Small knives left in travelers’ pockets are still among the most common contraband at airport security gates, but screeners say they continue to see everything from a large snake to a gun-packing granny.

“Our two biggest offenders are scissors and knives, but we also find sometimes that people artfully conceal prohibited items,” said Darrin Kayser, spokesman for the Transportation Security Administration (TSA), which does the screening at Ronald Reagan Washington National Airport, Washington Dulles International Airport and Baltimore-Washington International Airport.

Screeners in Indianapolis recently caught a women with a boa constrictor around her waist.

“It was kind of funny,” Mr. Kayser said.

Other discoveries are not so amusing. An 86-year-old woman in Florida recently was caught with a loaded gun she had hidden inside a book.

Other recent episodes include a child who was flagged when screeners found a gun hidden inside his teddy bear.
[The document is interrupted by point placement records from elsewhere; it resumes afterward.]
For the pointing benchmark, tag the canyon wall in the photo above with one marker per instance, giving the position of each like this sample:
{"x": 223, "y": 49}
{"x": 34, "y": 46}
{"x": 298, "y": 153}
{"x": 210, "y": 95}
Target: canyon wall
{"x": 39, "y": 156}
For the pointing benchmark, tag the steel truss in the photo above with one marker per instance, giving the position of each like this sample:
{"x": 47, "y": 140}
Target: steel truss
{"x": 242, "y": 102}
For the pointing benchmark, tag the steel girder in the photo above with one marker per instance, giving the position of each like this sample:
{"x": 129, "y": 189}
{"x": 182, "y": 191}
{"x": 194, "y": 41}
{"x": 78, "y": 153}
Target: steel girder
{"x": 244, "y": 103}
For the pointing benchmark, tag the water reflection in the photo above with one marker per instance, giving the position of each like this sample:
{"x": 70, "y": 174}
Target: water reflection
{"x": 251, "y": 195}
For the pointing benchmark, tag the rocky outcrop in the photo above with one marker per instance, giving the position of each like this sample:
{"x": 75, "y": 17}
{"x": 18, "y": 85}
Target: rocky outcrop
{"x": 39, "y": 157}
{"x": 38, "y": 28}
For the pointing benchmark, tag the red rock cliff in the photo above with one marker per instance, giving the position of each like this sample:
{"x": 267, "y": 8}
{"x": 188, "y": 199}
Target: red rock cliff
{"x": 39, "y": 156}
Mr. Kayser said the stuffed animal was a gift from a stranger who was using it to hide a weapon used in a crime. “There’s thousands of these stories,” he said.

More than 16 million items have been found by screeners since February 2002.

Most airports allow passengers to mail the “offending” items to themselves, give them to friends or put them in the luggage stored in the plane’s cargo bay, Mr. Kayser said.

But if passengers decide to give up the items, some states sell them on EBay, donate them to charity or just throw them out with the trash.

TSA officials said yesterday that they did not know which procedures are used in Virginia and Maryland.

Reagan and Dulles airports are run by the Metropolitan Washington Airport Authority.

Tom Sullivan, the authority’s spokesman, advises travelers not to wear jewelry and to “limit the amount of metal objects in your pockets.”

Such advice will help reduce the long lines at security checkpoints, which grow even longer during the holiday season.

The Reagan, Dulles and Baltimore airports reported about 250,000 travelers over just two days this week.

“It’s an exodus of biblical proportions,” said John Townsend II, a spokesman for AAA Mid-Atlantic. “It’s as if all the residents of Fairfax County or Montgomery County decided to get up and move out for four or five days simultaneously.”

This article is based in part on wire service reports.